Fora de tempo # 47


Ottinger detém-se aqui. O quadro de relações é demasiado complexo, e de alguma maneira demasiado doméstico e privado, para caber numas “hipóteses elementares”. De Lacan a Duchamp, com segredo, velatura e sexo, sendo que o segredo e a velatura não são, de forma nenhuma, apenas causa ou consequência do sexo. Tudo por junto, é demasiado matricial para não transbordar o elementar.
Porém, uma coisa me interessa, que propriamente talvez até não pertença a esse quadro de relações, embora lhe subjaza como enquadramento ou situação incontornável.
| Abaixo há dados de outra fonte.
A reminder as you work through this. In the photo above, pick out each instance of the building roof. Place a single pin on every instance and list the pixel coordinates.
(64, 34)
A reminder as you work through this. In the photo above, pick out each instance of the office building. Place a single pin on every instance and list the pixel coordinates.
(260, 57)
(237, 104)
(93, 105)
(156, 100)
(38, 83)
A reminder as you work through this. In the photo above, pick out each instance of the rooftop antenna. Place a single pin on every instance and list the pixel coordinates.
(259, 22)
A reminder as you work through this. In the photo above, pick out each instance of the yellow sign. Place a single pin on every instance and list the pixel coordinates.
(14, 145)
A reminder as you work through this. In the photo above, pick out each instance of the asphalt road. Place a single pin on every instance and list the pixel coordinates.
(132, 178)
Chamemos-lhe o obtuso sociológico (sendo que o óbvio é a remissão para L’Origine du monde): pulsionalmente, a figura de Le gaz d’éclairage é uma figura morta, ou pelo menos fria, e a natureza que a rodeia está mais próxima de uma natureza-lixo ou natureza-baldio, do que da voluptuosidade carnal de Courbet (mesmo quando é apenas a natureza que pinta). De Courbet a Duchamp, aproximamo-nos da morte: mas Imre Kertézs já tinha avisado o quanto o século XX nos mostrou o rosto verdadeiro da nossa existência. 
Resta a ironia involuntária, afinal também ela apropriada a esse mostrar: Le gaz d’éclairage apareceu ao grande público primeiro que L’origine du monde.